The fifth model is innovation. Strangely, with the biggest audience in history, news media isn’t really trying anything particularly new. This isn’t as risky as it used to be, either. Digital versions of anything are relatively cheap to produce, and can go viral at the click of a Facebook page.
The sixth model is services. News media can handle services, particularly in market segment oriented media. What cashflow can they generate from services they can provide? Nobody knows, because nobody's tried it. If PC World, for example, (which is a good working model of a market segment oriented news medium) were offering services in their line of news, you think it'd sell?
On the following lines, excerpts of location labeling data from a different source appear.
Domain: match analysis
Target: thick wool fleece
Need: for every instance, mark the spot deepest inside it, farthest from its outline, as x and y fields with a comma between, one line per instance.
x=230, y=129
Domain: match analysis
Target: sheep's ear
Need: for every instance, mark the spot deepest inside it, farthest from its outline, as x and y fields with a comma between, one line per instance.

Most news media has been operating on the talking heads approach for so long that it’s simply not hitting anything else. As of YouTube, that’s a museum piece. If it can be put on a computer screen, it will be looked at, talked about, and God knows, maybe even sold.
Journalism and news media can have as many crises as they like, but you really don’t
have to have them. Smell the roses, don’t get buried by them.
One other thing: What would a 1200 word article like this be worth on the New York Times or Huffington? That's what I mean about relative values of content. If you're prepared to pay for content, you can get content. Journalists need incentives, not insults.